Now let’s check the cache-misses per line of source code:

cg_annotate --auto=yes cachegrind.out.PID

where you have to change PID by the actual PID in your results.

Fix the code.

  1. More cache examples

    Please open the file cache.cpp which is inside the directory valgrind. Read it. Comment the line

    std::sort(data, data + arraySize);
    

    Compile the program and run it, measuring the execution time (if you wish, you can use optimization):

    $ g++ -g cache.cpp -o cache.x
    $ time ./cache.x
    

    The output will be something like

    26.6758
    sum = 312426300000
    
    real    0m32.272s
    user    0m26.560s
    sys 0m0.122s
    

    Now uncomment the same line, re-compile and re-run. You will get something like

    5.37881
    sum = 312426300000
    
    real    0m6.180s
    user    0m5.360s
    sys 0m0.026s
    

    The difference is big. You can verify that this happens even with compiler optimisations enabled. What it is going on here?

    Try to figure out an explanation before continuing.

    Now let’s use valgrind to track the problem.

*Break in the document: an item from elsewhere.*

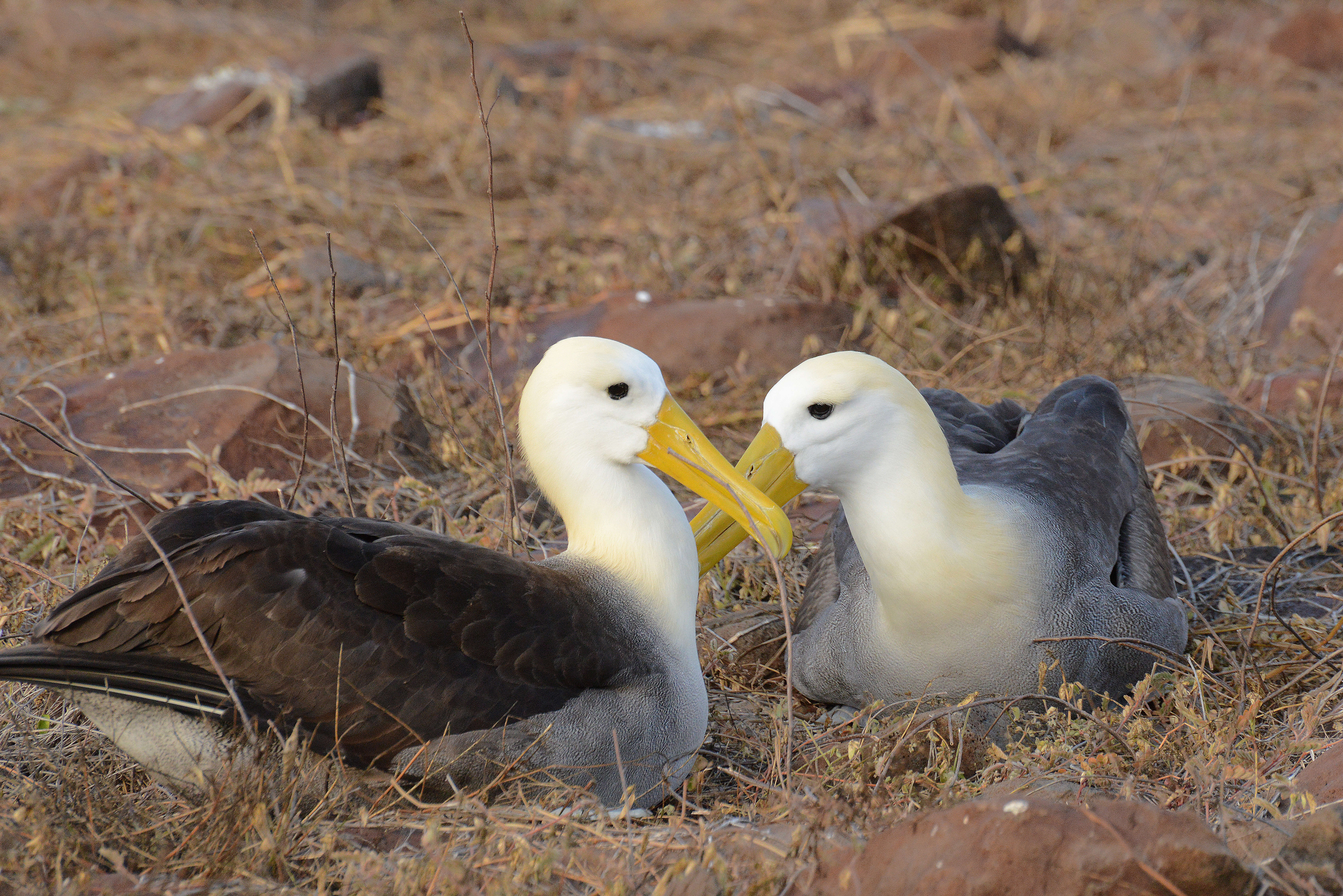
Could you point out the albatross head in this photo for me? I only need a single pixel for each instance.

Run the code (with the sort line commented) with cachegrind:

    $ valgrind --tool=cachegrind ./a.out
    

    And now let’s annotate the code (remember to change PID for your actual number):

    cg_annonate --auto=yes cachegrind.out.PID
    

    We can see that we have something similar to stackoverflow analysis

    Understand why.

11.8.2. Callgrind#

Now, we are using valgrind to get a calling profile by using the tool callgrind. It is done as follows: Use the same program as in other modules. First, compile with debugging enabled, something like

gcc -g -ggdb name.c -o name.x 

and now execute with valgrind as

valgrind --tool=callgrind name.x [possible options]

Results will be stored on the files callgrind.out.PID, where PID is the process identifier.

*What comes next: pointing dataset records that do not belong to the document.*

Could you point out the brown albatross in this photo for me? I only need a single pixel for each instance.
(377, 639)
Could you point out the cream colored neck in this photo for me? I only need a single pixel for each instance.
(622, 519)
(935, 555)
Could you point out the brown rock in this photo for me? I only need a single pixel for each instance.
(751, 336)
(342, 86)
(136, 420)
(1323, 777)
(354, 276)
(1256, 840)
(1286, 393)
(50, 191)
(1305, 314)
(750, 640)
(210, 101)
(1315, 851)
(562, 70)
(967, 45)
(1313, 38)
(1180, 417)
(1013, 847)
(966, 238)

You can read the previous file with a text editor, by using the instructions

callgrind_annotate --auto=yes callgrind.out.PID

and you can also use the tool KCachegrind,

kcachegrind callgrind.out.PID

(do not forget to replace PID by the actual number). The first view presents the list of the profiled functions. If you click on a function, other views appear with more info, as callers, calling map, source code, etc.

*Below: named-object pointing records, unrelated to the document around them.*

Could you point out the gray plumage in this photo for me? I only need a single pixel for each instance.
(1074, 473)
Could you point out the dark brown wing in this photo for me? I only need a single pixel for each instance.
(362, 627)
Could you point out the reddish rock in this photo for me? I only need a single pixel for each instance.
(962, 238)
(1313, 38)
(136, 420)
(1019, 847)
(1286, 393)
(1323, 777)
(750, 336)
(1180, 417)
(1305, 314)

NOTE: If you want to see correct function names, you can use the command

valgrind --tool=callgrind --dump-instr=yes --collect-jumps=yes ./program program_parameters

Please run and use callgrind to study the previous programs and also a program using eigen library. In the later, it is easy to profile?

This is a typical output from the kcachegrind page:

https://kcachegrind.github.io/images/KcgShot3Large.gif

11.9. Google Performance Tools#

See gperftools/gperftools

From Google performance tools : These tools are for use by developers so that they can create more robust applications. Especially of use to those developing multi-threaded applications in C++ with templates. Includes TCMalloc, heap-checker, heap-profiler and cpu-profiler.

In brief:

TC Malloc:

gcc [...] -ltcmalloc
Heap Checker:

gcc [...] -o myprogram -ltcmalloc
HEAPCHECK=normal ./myprogram
Heap Profiler:

gcc [...] -o myprogram -ltcmalloc
HEAPPROFILE=/tmp/netheap ./myprogram
Cpu Profiler:

gcc [...] -o myprogram -lprofiler
CPUPROFILE=/tmp/profile ./myprogram

Basically, when ypu compile, you link with the required library. Then, you can generate a callgraph with profiler info. Try to install the google performance tool on your home and test them with the previous codes. Please review the detailed info for each tool: for example, for the cpu profiler, check Cpu profiler info

11.10. Exercises#

  1. Take this code and modify it (separate its behaviour into functions) to be able to profile it.

  2. Download https://bitbucket.org/iluvatar/scientific-computing-part-01/downloads/CodigosIvan.zip, run , and optimize them.

  3. Experiment: Take this code, profile it and try to optimize it in any way.